Seriously, have you tried to book a flight anywhere during the end of December? Aside from fuel surcharges, carry-on baggage fees and fees for talking to a human being -- oh wait, my mistake, that's my bank not my airline -- we've entered the realm of the absurd.

The joy was long ago sucked from airline travel anyway, what with security stripdowns and demands that you go shoeless because one time, one guy on one airplane tried to make a bomb out of his sneaker. And what about the part where we have to carry a week's worth of toiletries in a clear plastic sandwich bag or stash it in our checked luggage which will cost you $45 to check and you can pretty much guarantee that your eye makeup remover will leak and ruin your cashmere sweater. And don't try and wrap any gifts either; you'll just have to unwrap them in front of a sadistic TSA worker in whose stocking you'd like to put a lump of coal.

Crowds, long lines, overheated terminals with screaming children, having your toes rolled over a few times by spinner suitcases and your ears boxed by overstressed airline workers who long ago lost sight of the fact that their jobs were to help you -- well, you get the picture.

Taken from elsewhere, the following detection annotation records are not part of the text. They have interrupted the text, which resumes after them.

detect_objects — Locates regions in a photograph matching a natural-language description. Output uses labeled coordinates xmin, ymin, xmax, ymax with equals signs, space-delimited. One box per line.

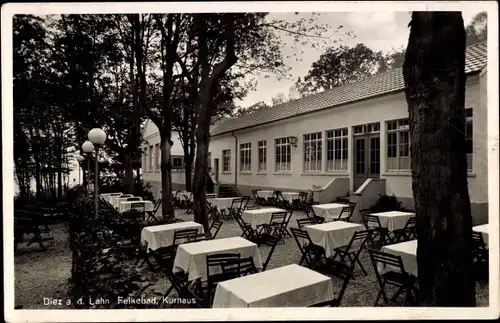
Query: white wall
xmin=209 ymin=76 xmax=487 ymax=202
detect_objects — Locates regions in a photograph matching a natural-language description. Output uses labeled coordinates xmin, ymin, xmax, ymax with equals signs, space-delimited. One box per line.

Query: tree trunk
xmin=124 ymin=150 xmax=134 ymax=194
xmin=190 ymin=94 xmax=208 ymax=232
xmin=160 ymin=134 xmax=174 ymax=218
xmin=403 ymin=12 xmax=475 ymax=306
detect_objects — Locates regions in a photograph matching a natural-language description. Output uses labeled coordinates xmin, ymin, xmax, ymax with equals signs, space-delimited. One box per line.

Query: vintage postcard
xmin=2 ymin=1 xmax=500 ymax=322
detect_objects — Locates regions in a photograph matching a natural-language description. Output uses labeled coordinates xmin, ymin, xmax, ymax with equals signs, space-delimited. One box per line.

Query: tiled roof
xmin=211 ymin=42 xmax=487 ymax=136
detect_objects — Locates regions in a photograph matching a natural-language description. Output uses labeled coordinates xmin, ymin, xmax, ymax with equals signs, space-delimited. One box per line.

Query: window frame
xmin=240 ymin=142 xmax=252 ymax=172
xmin=325 ymin=127 xmax=349 ymax=172
xmin=257 ymin=140 xmax=267 ymax=172
xmin=222 ymin=149 xmax=231 ymax=173
xmin=386 ymin=118 xmax=411 ymax=171
xmin=274 ymin=137 xmax=292 ymax=173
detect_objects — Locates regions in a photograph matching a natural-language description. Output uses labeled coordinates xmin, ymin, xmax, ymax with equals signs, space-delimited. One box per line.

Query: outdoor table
xmin=377 ymin=240 xmax=418 ymax=277
xmin=118 ymin=201 xmax=155 ymax=213
xmin=242 ymin=207 xmax=287 ymax=229
xmin=371 ymin=211 xmax=415 ymax=231
xmin=111 ymin=195 xmax=142 ymax=209
xmin=141 ymin=221 xmax=204 ymax=250
xmin=212 ymin=264 xmax=334 ymax=308
xmin=257 ymin=190 xmax=274 ymax=199
xmin=173 ymin=237 xmax=262 ymax=281
xmin=312 ymin=203 xmax=349 ymax=222
xmin=281 ymin=192 xmax=299 ymax=203
xmin=305 ymin=221 xmax=363 ymax=257
xmin=472 ymin=224 xmax=488 ymax=246
xmin=99 ymin=192 xmax=123 ymax=203
xmin=207 ymin=197 xmax=239 ymax=211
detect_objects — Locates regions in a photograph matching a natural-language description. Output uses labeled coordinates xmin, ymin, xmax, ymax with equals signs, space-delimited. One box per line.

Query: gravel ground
xmin=15 ymin=210 xmax=488 ymax=309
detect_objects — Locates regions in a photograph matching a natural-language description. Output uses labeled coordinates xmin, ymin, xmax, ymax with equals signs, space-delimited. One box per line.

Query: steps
xmin=219 ymin=184 xmax=238 ymax=197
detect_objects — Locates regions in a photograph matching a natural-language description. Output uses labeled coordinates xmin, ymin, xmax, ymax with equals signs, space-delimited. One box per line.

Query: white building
xmin=144 ymin=42 xmax=488 ymax=224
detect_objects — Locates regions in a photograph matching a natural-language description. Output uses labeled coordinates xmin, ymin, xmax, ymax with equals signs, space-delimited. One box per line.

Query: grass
xmin=14 ymin=210 xmax=488 ymax=309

And then there is the cost.

My friend, Amy Pyle, lives in San Francisco and has two boys in college in New York. And as crazy an idea as it is, she would actually like to see them during their month-long winter break. Being an organized person and hardly an innocent when it comes to the vagaries of airline travel, she pounced on the computer to book their flights the very minute their finals schedule was set three months ago. She forked over $561 round-trip for each ticket, about $150 more than the usual non-holiday travel rate. But the real holiday-spirit moment came when she tried to rebook one flight. It was going to cost $521 for just that one leg of travel. So much for flying the friendly skies.

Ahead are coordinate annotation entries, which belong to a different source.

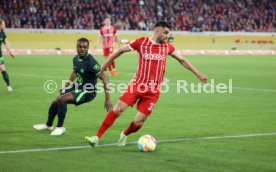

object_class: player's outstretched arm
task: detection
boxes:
[4,39,15,59]
[60,71,77,91]
[171,52,208,83]
[101,45,131,73]
[98,73,112,111]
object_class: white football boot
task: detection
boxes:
[33,124,54,131]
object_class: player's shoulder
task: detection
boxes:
[73,55,79,61]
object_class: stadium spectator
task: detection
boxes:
[0,0,276,32]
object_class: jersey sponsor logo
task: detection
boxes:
[143,53,166,61]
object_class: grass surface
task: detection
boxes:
[0,55,276,172]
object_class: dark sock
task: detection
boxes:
[57,103,67,127]
[2,71,10,86]
[46,103,58,126]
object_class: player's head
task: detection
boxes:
[0,19,6,30]
[154,21,171,43]
[77,38,89,57]
[104,17,111,27]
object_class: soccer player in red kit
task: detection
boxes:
[85,22,207,147]
[94,18,121,76]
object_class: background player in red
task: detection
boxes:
[94,18,121,76]
[85,22,207,146]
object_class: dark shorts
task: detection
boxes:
[60,87,97,106]
[0,56,5,65]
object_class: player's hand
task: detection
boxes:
[198,74,208,83]
[104,100,113,112]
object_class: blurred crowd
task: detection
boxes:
[0,0,276,32]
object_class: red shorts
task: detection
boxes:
[120,84,160,116]
[103,47,114,56]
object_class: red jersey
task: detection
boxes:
[128,37,176,88]
[100,26,117,48]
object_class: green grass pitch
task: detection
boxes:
[0,54,276,172]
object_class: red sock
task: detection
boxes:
[97,110,118,138]
[111,60,116,69]
[107,64,112,72]
[124,121,142,135]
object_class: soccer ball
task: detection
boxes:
[137,134,156,152]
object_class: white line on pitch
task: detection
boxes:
[0,132,276,154]
[8,73,276,92]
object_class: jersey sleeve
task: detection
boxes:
[91,59,101,76]
[128,38,143,51]
[3,32,7,43]
[168,43,176,55]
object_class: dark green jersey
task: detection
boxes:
[0,31,7,57]
[73,54,101,91]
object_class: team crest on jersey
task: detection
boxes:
[93,64,101,70]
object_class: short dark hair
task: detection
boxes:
[154,21,171,29]
[77,38,89,46]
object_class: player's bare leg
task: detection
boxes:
[34,92,75,136]
[118,111,148,146]
[85,100,129,147]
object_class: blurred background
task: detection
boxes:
[0,0,276,50]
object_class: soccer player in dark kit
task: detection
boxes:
[0,19,15,91]
[33,38,112,136]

And here's a little insult to the injury: According to her son, Kenny Durell, who is a University Senator at Columbia University clearly on his way to occupy the White House one day (remember, you read it here first), an effort was made to change Columbia's calendar so that students could finish up their classes before the insane holiday week airline prices kicked in. But the idea was shot down because faculty members didn't want to come back to work until after Labor Day. New York City public schools don't start until after Labor Day and the change would have necessitated that faculty parents pay for three extra days of child care if the university opened its doors earlier in order to move up the semester's end. So all those thousands of Columbia U students get to pay hundreds of dollars more for travel home so that faculty members can avoid three days of child care bills. Righto, and a big old "happy holidays" to them too.

When it comes to travel around the holidays, nobody seems willing to cut the little guy a break.
You could take Amtrak from New York to Washington DC on Dec. 23 for about $150 one way, a mere $80 if you agree to leave at 4:40 a.m. The best deal we could find was a Greyhound bus leaving New York on Christmas Eve at 12:30am that will take you straight to Bally's Casino in Atlantic City for $34.50 roundtrip. It gets me depressed even to think about it, and it sure doesn't feel like going home to me.